When lenders didn't verify stated income claims, liar loans frequently turned into foreclosure bombs. Their remains are visible in neighborhoods across the country, where foreclosures have soared to record levels.
Now, not only Fannie Mae but most major lenders are tightening standards and double checking everything. When it comes to what you say is your annual income, they want to verify it twice — even if you submitted stacks of IRS returns.
The IRS is helping out as well by lowering the cost of those multiple verifications. As a result of higher-than-expected revenues generated by skyrocketing demands for 4506-T's, the IRS — which is not permitted to make a profit on services such as income verification checks — has cut the price of transcripts from $4.50 to $2.25, according to industry sources.
Curtis Knuth, vice president of New Jersey-based NCS Inc., one of the largest vendors of Form 4506-T's to the mortgage industry, says "the timing of the cost reduction couldn't be better for lenders looking to return to more prudent underwriting." Most lenders, he said, do not charge loan applicants separately for income verifications but roll the costs into their origination or processing fees.

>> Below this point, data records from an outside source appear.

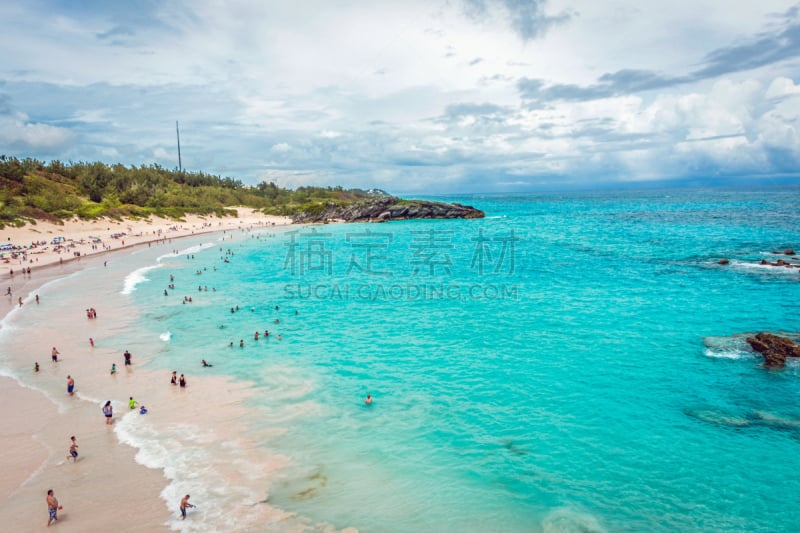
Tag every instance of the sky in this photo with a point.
(411, 96)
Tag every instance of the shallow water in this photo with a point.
(570, 363)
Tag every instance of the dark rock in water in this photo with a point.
(385, 208)
(775, 349)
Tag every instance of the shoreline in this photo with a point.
(107, 488)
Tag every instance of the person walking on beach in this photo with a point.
(73, 450)
(108, 411)
(52, 507)
(184, 504)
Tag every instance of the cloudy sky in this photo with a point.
(411, 95)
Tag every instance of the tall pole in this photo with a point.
(178, 133)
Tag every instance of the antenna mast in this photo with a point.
(178, 133)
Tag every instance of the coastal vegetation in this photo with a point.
(32, 190)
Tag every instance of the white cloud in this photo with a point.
(363, 94)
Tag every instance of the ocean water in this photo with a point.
(572, 362)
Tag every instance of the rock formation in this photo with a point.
(383, 209)
(774, 348)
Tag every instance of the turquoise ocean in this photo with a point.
(571, 362)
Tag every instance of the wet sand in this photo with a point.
(107, 489)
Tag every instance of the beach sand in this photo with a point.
(107, 489)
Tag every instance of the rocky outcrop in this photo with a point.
(383, 209)
(774, 348)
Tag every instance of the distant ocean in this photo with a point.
(572, 362)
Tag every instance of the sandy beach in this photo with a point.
(106, 489)
(45, 243)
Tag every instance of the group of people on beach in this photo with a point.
(174, 380)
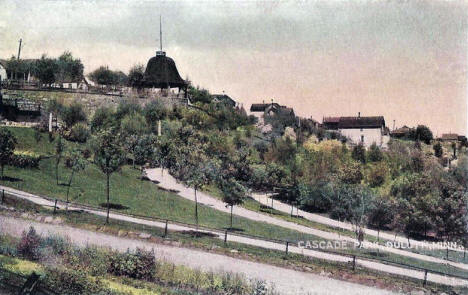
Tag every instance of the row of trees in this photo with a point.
(48, 70)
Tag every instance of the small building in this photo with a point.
(449, 137)
(360, 130)
(223, 98)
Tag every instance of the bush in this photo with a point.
(29, 245)
(138, 265)
(25, 160)
(79, 133)
(71, 282)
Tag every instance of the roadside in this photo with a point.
(286, 281)
(168, 182)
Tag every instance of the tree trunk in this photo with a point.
(68, 188)
(108, 201)
(231, 215)
(196, 208)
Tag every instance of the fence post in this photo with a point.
(55, 206)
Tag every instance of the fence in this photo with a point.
(225, 233)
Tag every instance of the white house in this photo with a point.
(365, 130)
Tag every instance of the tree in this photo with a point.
(109, 157)
(7, 147)
(59, 148)
(234, 193)
(423, 133)
(359, 153)
(73, 114)
(196, 178)
(438, 150)
(75, 162)
(46, 70)
(381, 214)
(155, 111)
(69, 68)
(135, 76)
(374, 154)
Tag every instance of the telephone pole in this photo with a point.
(19, 48)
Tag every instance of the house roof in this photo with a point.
(361, 122)
(260, 107)
(449, 136)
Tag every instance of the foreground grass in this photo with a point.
(337, 270)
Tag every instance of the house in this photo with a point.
(449, 137)
(365, 130)
(223, 98)
(401, 132)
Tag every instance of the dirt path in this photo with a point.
(166, 181)
(285, 281)
(257, 242)
(278, 205)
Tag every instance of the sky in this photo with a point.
(404, 60)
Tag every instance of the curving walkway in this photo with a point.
(286, 281)
(249, 241)
(168, 182)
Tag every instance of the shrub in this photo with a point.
(138, 265)
(79, 133)
(25, 160)
(29, 244)
(71, 282)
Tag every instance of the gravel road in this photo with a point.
(166, 181)
(286, 281)
(256, 242)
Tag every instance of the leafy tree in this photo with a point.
(59, 149)
(75, 162)
(438, 150)
(73, 114)
(359, 153)
(135, 76)
(7, 147)
(197, 178)
(422, 133)
(109, 157)
(381, 215)
(69, 68)
(374, 154)
(234, 193)
(46, 70)
(103, 118)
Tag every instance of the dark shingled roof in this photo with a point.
(161, 72)
(260, 107)
(361, 122)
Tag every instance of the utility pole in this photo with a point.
(19, 49)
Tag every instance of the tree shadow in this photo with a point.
(114, 206)
(198, 234)
(234, 229)
(11, 179)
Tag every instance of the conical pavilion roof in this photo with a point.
(161, 72)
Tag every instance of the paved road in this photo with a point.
(278, 205)
(286, 281)
(166, 181)
(256, 242)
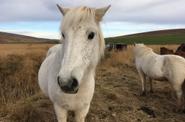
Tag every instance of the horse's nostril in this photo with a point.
(74, 83)
(58, 80)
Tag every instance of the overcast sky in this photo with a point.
(41, 18)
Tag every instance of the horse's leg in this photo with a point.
(179, 93)
(151, 86)
(81, 114)
(143, 82)
(60, 113)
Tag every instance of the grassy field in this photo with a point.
(116, 97)
(156, 37)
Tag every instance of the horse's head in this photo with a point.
(83, 45)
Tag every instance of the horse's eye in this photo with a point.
(63, 35)
(91, 35)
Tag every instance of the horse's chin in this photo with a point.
(70, 91)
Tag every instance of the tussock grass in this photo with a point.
(116, 94)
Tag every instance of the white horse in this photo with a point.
(160, 67)
(67, 74)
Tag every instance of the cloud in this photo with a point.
(142, 11)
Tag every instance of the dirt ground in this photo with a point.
(116, 99)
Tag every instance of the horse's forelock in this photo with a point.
(84, 14)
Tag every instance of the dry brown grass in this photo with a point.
(116, 97)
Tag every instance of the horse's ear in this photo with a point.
(62, 9)
(99, 13)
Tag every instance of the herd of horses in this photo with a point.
(67, 75)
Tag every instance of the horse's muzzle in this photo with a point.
(70, 87)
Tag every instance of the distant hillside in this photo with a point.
(175, 36)
(6, 38)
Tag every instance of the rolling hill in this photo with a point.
(8, 38)
(175, 36)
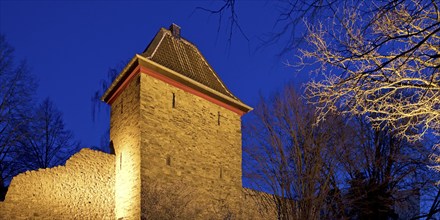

The much-more intensive use of Form 4506-T is also focusing new light on what consumers should — and shouldn't — do when confronted with a lender's or settlement agent's request that they fill one out.
Here's a quick overview:
• Take Form 4506-T seriously. It's a powerful tool, and potentially exposes otherwise confidential personal financial information to unknown and uncontrollable numbers of people.
• Pay careful attention to the IRS's instructions on the form, particularly as related to the tax return transcript years being requested, and to the dating of the form next to your signature. The date you write in is important because the IRS won't provide transcripts unless it receives the request within 60 days of the signing date by the taxpayers making the loan application. Make sure you date the form when you sign it.
Filling in the tax return years is crucial as well because it allows you to limit what the lender, settlement official or secondary market purchaser of the mortgage can obtain. The form includes boxes allowing up to four years of tax data to be accessed, but loan applicants can specify that fewer years be available.
Earlier in this decade, controversy erupted in the mortgage industry because some large secondary market loan investors and banks were requiring brokers or closing agents to instruct applicants to sign a Form 4506-T but not date it or fill in the transcript years being requested. Some lenders even distributed their own printed instructions along with the Form 4506-T, requiring the homebuyer's or refinancer's signature, but no dates. This not only countermanded the IRS's instructions but gave investors the ability to check incomes whenever they chose — long after the closing.
The bottom line: Be aware of the new importance of Form 4506-T, and get used to seeing it twice during the mortgage cycle. Make sure you know how it's supposed to be used — and how it can be abused. Check it out in advance by going to the forms area at the IRS's Web site (irs.gov) and downloading a copy.